Click to See Complete Forum and Search --> : Perl--Backreferences


StuPeas
08-18-2006, 02:04 PM
This one should be simple (I hope).


$letters = "aaaabbbb";

$letters =~m/\w*(.)\1\w*/;

print "the letter $1 was found consecutively";


In the above, why isnt $1 set to "a" instead of "b".

The way i see it, the first match (\w*) would match the first "a".
The second match ((.)) would match the second "a".
The third match (\1) will only now match if it is the same as (.), which it is, i.e "a".
And the last match (\w*) would be taken care of by the remainder.

So why does perl skip the "a"'s and instead match on the "b"',.

TIA

NogDog
08-18-2006, 08:40 PM
I think the problem is that \w* will match as many characters as it can ("*" being 0-n occurences), so the first \w* is matching "aaaabb", then the dot is matching the 3rd "b", and the \1 back-reference is matching the last "b". (The last \w* doesn't have to match anything, since 0 matches is valid for "*".)

Or something like that. :)

StuPeas
08-19-2006, 06:30 AM
so if aaaabbbb is replaced with "aaaabbbb agsferwtdddd" why doesnt \1 match the "d"'s.

dragle
08-21-2006, 10:57 AM
so if aaaabbbb is replaced with "aaaabbbb agsferwtdddd" why doesnt \1 match the "d"'s.
Because \w will only match "word" characters; i.e., a-zA-Z0-9 and underscore. The space between your two character strings won't match the first \w*, so the regexp stops there, then backs up to see if any shorter strings match the rest of your desired expression.
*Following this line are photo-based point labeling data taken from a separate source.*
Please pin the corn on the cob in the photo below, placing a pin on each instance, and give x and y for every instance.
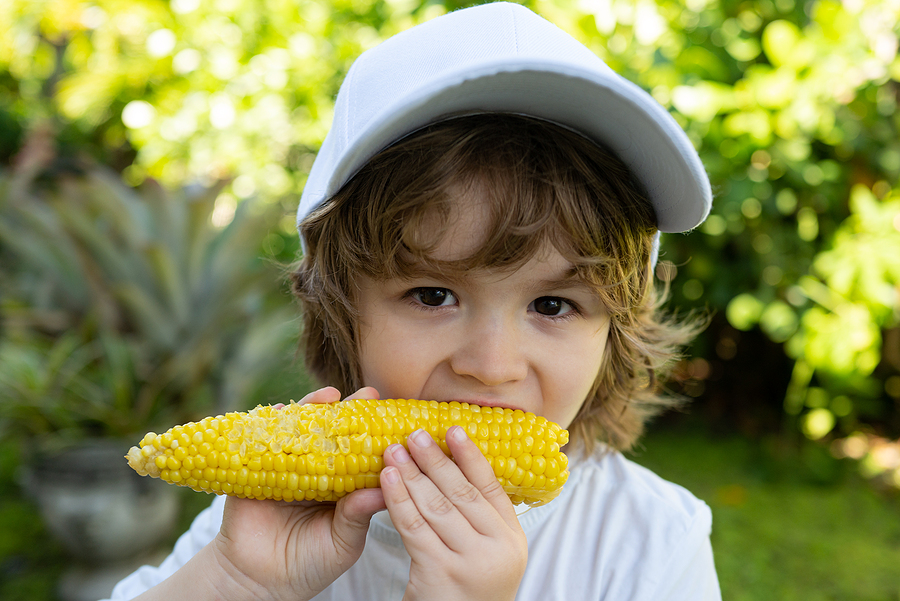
(323, 451)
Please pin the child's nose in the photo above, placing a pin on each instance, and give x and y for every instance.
(491, 353)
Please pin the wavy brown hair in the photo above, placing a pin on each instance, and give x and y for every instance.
(545, 185)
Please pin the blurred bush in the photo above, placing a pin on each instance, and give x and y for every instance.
(125, 309)
(793, 106)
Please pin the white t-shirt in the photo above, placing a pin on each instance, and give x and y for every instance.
(617, 532)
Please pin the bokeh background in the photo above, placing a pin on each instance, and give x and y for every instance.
(152, 153)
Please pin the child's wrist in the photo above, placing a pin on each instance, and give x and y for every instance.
(225, 580)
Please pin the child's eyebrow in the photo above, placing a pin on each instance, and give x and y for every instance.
(570, 279)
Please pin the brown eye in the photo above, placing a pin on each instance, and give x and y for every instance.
(551, 306)
(433, 297)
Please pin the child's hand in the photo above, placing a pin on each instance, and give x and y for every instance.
(278, 550)
(457, 523)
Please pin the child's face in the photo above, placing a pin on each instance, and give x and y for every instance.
(531, 338)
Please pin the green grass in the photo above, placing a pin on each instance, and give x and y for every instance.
(789, 522)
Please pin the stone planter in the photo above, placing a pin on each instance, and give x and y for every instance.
(108, 518)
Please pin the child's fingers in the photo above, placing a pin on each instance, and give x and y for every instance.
(405, 515)
(329, 394)
(451, 504)
(351, 519)
(366, 392)
(468, 480)
(479, 472)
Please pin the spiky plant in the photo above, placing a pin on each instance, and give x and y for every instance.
(129, 308)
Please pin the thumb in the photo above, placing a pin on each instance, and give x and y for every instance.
(352, 515)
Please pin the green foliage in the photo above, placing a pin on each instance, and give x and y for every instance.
(129, 309)
(792, 105)
(789, 522)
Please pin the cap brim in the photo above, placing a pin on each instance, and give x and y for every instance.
(602, 106)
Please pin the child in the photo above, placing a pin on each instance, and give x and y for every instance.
(481, 225)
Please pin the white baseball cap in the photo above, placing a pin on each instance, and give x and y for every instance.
(501, 57)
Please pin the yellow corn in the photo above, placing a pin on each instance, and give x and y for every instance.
(320, 452)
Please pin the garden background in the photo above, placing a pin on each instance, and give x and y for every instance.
(152, 153)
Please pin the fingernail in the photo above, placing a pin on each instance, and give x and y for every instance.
(399, 453)
(390, 474)
(457, 434)
(421, 438)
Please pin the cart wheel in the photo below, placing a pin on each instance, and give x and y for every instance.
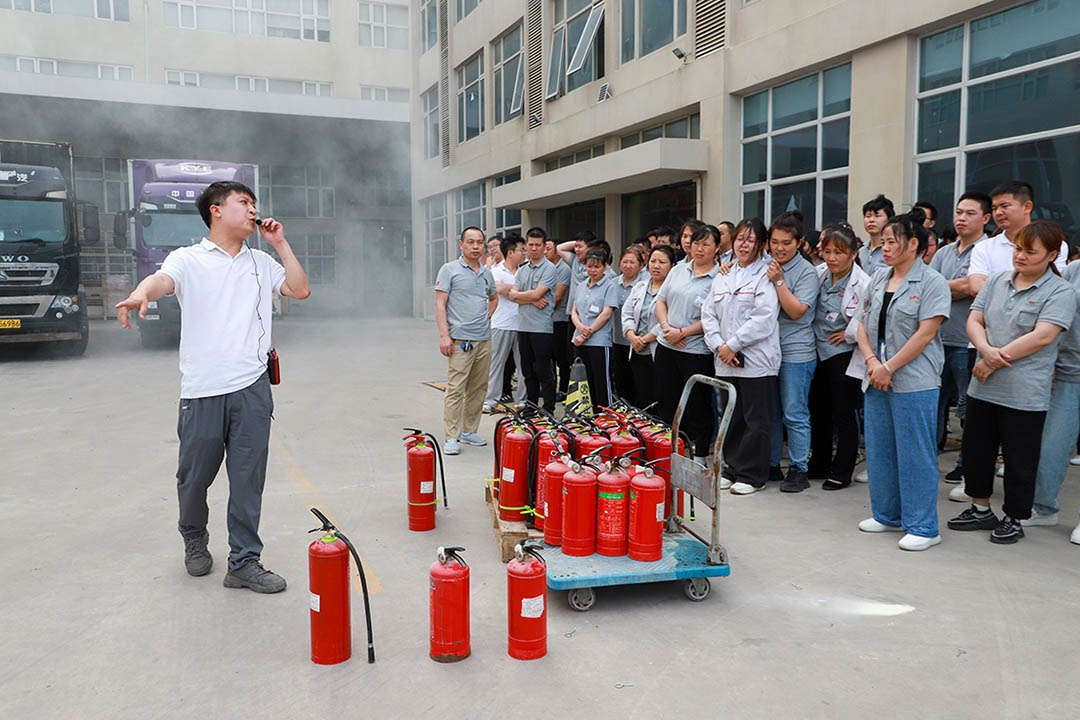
(582, 598)
(698, 588)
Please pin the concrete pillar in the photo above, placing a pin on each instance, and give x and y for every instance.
(882, 125)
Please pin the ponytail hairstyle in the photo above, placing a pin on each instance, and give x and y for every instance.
(909, 227)
(840, 235)
(1048, 233)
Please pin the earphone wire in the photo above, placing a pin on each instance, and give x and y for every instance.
(258, 301)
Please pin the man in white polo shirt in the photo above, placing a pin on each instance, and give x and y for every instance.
(225, 289)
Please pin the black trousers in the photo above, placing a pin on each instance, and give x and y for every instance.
(622, 376)
(561, 353)
(640, 367)
(748, 442)
(536, 350)
(1020, 435)
(834, 403)
(597, 365)
(671, 370)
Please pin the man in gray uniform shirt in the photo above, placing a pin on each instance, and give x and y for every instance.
(535, 293)
(464, 300)
(953, 261)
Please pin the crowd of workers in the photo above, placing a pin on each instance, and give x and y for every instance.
(825, 338)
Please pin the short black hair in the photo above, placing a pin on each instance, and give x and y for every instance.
(215, 194)
(461, 239)
(509, 243)
(879, 203)
(1022, 191)
(981, 198)
(929, 207)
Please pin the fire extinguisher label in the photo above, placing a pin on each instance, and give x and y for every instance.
(532, 607)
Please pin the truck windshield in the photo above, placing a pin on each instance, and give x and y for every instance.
(28, 219)
(174, 230)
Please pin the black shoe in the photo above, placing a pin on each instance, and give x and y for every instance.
(197, 558)
(974, 519)
(1007, 532)
(796, 481)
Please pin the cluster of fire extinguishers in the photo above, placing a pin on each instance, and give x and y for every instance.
(593, 484)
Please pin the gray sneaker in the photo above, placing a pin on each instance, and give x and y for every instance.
(197, 558)
(254, 576)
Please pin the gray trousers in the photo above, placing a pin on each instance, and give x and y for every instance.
(502, 343)
(234, 426)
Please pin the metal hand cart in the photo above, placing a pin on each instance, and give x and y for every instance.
(688, 558)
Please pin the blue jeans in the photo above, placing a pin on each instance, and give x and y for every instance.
(902, 459)
(795, 413)
(955, 378)
(1063, 420)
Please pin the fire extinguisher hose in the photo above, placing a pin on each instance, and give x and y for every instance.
(329, 529)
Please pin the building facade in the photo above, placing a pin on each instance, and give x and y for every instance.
(617, 116)
(313, 92)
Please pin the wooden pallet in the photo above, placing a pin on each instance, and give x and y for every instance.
(508, 533)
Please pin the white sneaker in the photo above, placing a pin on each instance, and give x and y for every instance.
(744, 488)
(958, 494)
(869, 525)
(1039, 519)
(916, 543)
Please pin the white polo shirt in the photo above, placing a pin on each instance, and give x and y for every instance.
(994, 255)
(223, 342)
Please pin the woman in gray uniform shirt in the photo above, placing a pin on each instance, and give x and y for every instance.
(682, 351)
(898, 338)
(1015, 325)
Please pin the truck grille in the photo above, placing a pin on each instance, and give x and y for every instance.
(27, 274)
(25, 310)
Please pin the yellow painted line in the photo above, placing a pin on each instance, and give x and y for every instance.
(311, 499)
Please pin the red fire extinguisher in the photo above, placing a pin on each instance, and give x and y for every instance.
(514, 474)
(579, 512)
(449, 607)
(612, 508)
(421, 449)
(646, 534)
(328, 585)
(527, 603)
(553, 500)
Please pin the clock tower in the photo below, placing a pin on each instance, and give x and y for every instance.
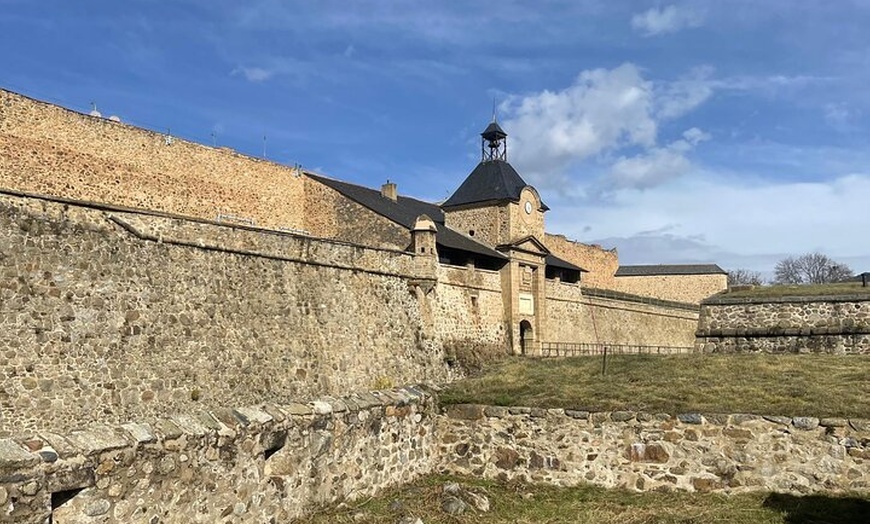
(495, 206)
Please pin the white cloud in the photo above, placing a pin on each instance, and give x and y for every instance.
(602, 110)
(656, 165)
(663, 20)
(253, 74)
(733, 222)
(675, 99)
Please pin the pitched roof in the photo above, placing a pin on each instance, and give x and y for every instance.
(491, 180)
(669, 269)
(404, 211)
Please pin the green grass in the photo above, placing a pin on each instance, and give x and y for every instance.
(845, 288)
(788, 385)
(525, 504)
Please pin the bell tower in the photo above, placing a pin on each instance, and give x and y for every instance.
(493, 145)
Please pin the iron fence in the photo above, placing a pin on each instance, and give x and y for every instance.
(571, 349)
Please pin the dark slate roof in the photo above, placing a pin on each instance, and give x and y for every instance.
(491, 180)
(493, 131)
(404, 211)
(553, 260)
(669, 269)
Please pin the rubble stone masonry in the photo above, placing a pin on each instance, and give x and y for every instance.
(108, 316)
(643, 451)
(54, 151)
(820, 324)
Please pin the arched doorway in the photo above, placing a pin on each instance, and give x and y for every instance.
(527, 337)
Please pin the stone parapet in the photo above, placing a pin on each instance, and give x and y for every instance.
(656, 451)
(799, 324)
(263, 463)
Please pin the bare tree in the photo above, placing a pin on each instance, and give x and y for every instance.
(810, 268)
(744, 277)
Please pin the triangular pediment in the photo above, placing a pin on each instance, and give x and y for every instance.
(529, 244)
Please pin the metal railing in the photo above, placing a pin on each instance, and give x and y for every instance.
(572, 349)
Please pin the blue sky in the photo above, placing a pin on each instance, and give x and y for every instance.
(725, 131)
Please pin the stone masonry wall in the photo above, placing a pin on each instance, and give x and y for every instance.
(267, 463)
(680, 288)
(468, 310)
(576, 315)
(827, 324)
(54, 151)
(272, 462)
(331, 215)
(108, 316)
(600, 263)
(645, 452)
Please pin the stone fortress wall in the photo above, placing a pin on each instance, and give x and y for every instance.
(600, 263)
(109, 316)
(94, 159)
(590, 316)
(275, 461)
(819, 324)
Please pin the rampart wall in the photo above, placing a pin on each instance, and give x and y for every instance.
(54, 151)
(601, 264)
(679, 288)
(645, 452)
(276, 461)
(468, 311)
(108, 316)
(822, 324)
(593, 316)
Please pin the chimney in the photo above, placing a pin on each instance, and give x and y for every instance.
(389, 190)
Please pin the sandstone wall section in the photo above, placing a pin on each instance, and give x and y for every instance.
(825, 324)
(273, 462)
(644, 452)
(258, 464)
(600, 263)
(107, 316)
(590, 316)
(680, 288)
(54, 151)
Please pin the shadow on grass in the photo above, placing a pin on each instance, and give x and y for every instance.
(819, 509)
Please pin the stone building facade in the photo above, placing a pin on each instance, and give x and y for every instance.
(493, 225)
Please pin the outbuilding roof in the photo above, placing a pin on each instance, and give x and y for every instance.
(669, 269)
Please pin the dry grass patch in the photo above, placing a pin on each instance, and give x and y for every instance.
(788, 385)
(803, 290)
(518, 503)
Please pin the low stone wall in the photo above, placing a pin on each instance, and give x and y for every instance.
(276, 461)
(642, 451)
(268, 463)
(819, 324)
(681, 288)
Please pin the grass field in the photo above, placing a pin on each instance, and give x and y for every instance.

So the "b" is still printed.

If you remove the space between your two character segments and try it, i.e., "aaaabbbbagsferwtdddd", then the "d" will be printed (assuming your original example code).

If you haven't seen them already, these pages may be helpful:

http://search.cpan.org/dist/perl/pod/perlretut.pod
http://search.cpan.org/dist/perl/pod/perlre.pod

Good luck!

StuPeas
08-21-2006, 01:45 PM
Thanx for the explanation and the links Dan,,,much appreciated

Stu